Anni di polizieschi e commedie amare, in cui le città diventavano scenari inquieti e le colonne sonore di Micalizzi, Umiliani, Piccioni e Trovajoli, tra funk, jazz e accordi stridenti, restituivano l’aria opaca di un Paese fragile. Quel clima riaffiora specialmente nei dipinti dedicati ai quartieri di Città Studi, tra Piazza Aspromonte e Viale Lombardia, costellati di alberghi modesti, a una stella, come l’Hotel Tirreno, il Capri o l’Acapulco, dalle stanze minime, abitate per poco, tra amori frettolosi, lavori notturni, piccoli drammi e i perpetui rimorsi di protagonisti dimenticati. Non manca una playlist adeguata, disponibile su Spotify, che accompagna in sottofondo la visita.

In effetti in molti si ricordavano un artista diverso, quello delle fortezze e dei castelli, delle finestre murate, delle cupole, e dei fossati senza ponti. Un linguaggio rarefatto, quasi astratto. Qualcosa è cambiato. Barcellona, con la sua luce, deve aver dissolto gli spigoli. Le linee si sono fatte più istintive e carnali. I muri si sono animati di scritte, e sul tavolo c’è da mangiare. Soprattutto sono tornati gli umani, con addosso la fatica dei giorni.
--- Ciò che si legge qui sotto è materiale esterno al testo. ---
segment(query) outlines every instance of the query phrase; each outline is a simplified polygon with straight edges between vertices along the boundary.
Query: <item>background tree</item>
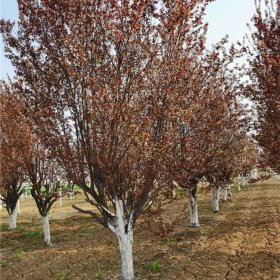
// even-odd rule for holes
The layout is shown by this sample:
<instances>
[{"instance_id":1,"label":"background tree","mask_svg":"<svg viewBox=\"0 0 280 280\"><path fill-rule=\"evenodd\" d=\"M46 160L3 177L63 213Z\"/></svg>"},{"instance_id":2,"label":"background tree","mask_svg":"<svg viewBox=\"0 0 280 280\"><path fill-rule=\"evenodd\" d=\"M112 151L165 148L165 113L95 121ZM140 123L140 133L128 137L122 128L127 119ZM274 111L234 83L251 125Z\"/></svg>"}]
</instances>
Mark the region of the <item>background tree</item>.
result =
<instances>
[{"instance_id":1,"label":"background tree","mask_svg":"<svg viewBox=\"0 0 280 280\"><path fill-rule=\"evenodd\" d=\"M232 162L228 143L241 125L240 69L234 65L240 51L234 46L227 51L226 44L224 38L188 68L185 96L178 100L177 110L182 114L175 154L181 172L176 181L188 190L192 226L199 226L197 183L205 176L210 179L225 161Z\"/></svg>"},{"instance_id":2,"label":"background tree","mask_svg":"<svg viewBox=\"0 0 280 280\"><path fill-rule=\"evenodd\" d=\"M263 9L263 5L265 8ZM280 172L280 3L256 1L248 50L248 96L257 110L256 139L263 164Z\"/></svg>"},{"instance_id":3,"label":"background tree","mask_svg":"<svg viewBox=\"0 0 280 280\"><path fill-rule=\"evenodd\" d=\"M39 141L33 145L32 152L24 158L25 168L31 185L31 195L34 198L42 217L44 228L44 243L51 245L49 211L62 193L64 173L51 152Z\"/></svg>"},{"instance_id":4,"label":"background tree","mask_svg":"<svg viewBox=\"0 0 280 280\"><path fill-rule=\"evenodd\" d=\"M1 84L0 88L0 194L9 214L9 229L16 228L17 203L24 193L24 157L30 152L30 130L22 104Z\"/></svg>"}]
</instances>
E noi siamo lì, insieme a loro, personaggi dalle vittorie incerte, ma ancora in cammino.

Qualcuno sostiene che Marrapodi sia un pittore d’altri tempi, lontano dalle prescrizioni dell’arte contemporanea, che affronta contenuti demodé. Non sono d’accordo, piuttosto è vero il contrario: la sua è una pittura impietosa, e proprio per questo attualissima. Chiede di essere guardata senza difese, accettandone la malinconia brutale, cogliendone il realismo poetico. Ci vuole coraggio, andate a vederla.